Amazon Glacier: Cheap & Mysterious

It's a penny per GB per month saved to multiple locations and that's all you need to know — or so Amazon.com believes. I think Glacier sounds like an paradigm-shifting service that I already wrote about when I first heard about it.

For those who haven't been following, here's a summary:

  • It's $.01/GB per month of data stored in Glacier
  • There are no upload bandwidth charges at all
  • There are no download bandwidth charges — as long as you don't exceed a daily pro-rated quota of 5% of your total storage.  (I believe this should translate into no download bandwidth charges for most people.) 
  • Amazon says that Glacier was designed to provide an "annual durability of 99.999999999%"  It's here where things get interesting and mysterious.
  • If you ask to retrieve an archive, it takes a few hours to assemble that archive for downloading.  Amazon says that "Most jobs will take between 3 to 5 hours to complete."
  • If you delete archives that are less than three months old, there is a charge.

I think the pricing is awesome. I also think the durability sounds awesome.  I'm just not a huge fan of what happens when you ask them what that means.  Before I get into my direct interaction with them, I want to point out a few things from the website.

On one hand, the availability numbers for S3 and Glacier are the same.  What's not the same is how they explain those numbers.  Are the explanations different because the implementations are different?  Or is it just an oversight?  The following are direct quotes from their website (italics added):

Q: How durable is Amazon S3?

Amazon S3 is designed to provide 99.999999999% durability of objects over a given year. This durability level corresponds to an average annual expected loss of 0.000000001% of objects. For example, if you store 10,000 objects with Amazon S3, you can on average expect to incur a loss of a single object once every 10,000,000 years. In addition, Amazon S3 is designed to sustain the concurrent loss of data in two facilities.

Q: How is Amazon S3 designed to achieve 99.999999999% durability?

Amazon S3 redundantly stores your objects on multiple devices across multiple facilities in an Amazon S3 Region. The service is designed to sustain concurrent device failures by quickly detecting and repairing any lost redundancy. When processing a request to store data, the service will redundantly store your object across multiple facilities before returning SUCCESS. Amazon S3 also regularly verifies the integrity of your data using checksums.

Q: How durable is Amazon Glacier?

Amazon Glacier is designed to provide average annual durability of 99.999999999% for an archive. The service redundantly stores data in multiple facilities and on multiple devices within each facility. To increase durability, Amazon Glacier synchronously stores your data across multiple facilities before returning SUCCESS on uploading archives. Glacier performs regular, systematic data integrity checks and is built to be automatically self-healing.

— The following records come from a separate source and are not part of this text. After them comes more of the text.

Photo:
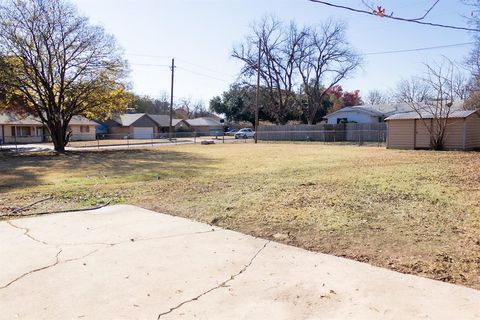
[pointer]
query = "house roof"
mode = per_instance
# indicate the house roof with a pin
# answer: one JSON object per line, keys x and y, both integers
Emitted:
{"x": 16, "y": 119}
{"x": 429, "y": 115}
{"x": 204, "y": 122}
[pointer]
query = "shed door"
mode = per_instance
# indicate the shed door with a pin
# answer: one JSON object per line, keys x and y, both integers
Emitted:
{"x": 142, "y": 133}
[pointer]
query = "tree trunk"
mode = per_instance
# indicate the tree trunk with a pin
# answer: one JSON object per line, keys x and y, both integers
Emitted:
{"x": 58, "y": 139}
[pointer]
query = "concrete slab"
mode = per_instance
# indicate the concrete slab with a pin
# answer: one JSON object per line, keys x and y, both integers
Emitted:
{"x": 123, "y": 262}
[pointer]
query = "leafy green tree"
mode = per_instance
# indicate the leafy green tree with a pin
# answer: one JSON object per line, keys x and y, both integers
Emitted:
{"x": 56, "y": 65}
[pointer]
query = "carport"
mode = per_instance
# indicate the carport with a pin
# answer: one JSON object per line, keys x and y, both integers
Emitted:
{"x": 411, "y": 131}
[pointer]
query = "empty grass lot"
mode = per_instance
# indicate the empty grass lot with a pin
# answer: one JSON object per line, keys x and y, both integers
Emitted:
{"x": 416, "y": 212}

On one hand, these appear to be two different wordings of the same thing.  However, note that it says that "S3 is designed to sustatin the concurrent loss of data in two facilities," but it does not say that about Glacier.  Secondly, notice the addition of the words "average annual" to the durability guarantee.  Is the data in Glacier less safe than the data in S3?  Or is this wording simply an oversight?  What happened, pray tell, when I started asking questions? First, let's talk about the questions they did answer.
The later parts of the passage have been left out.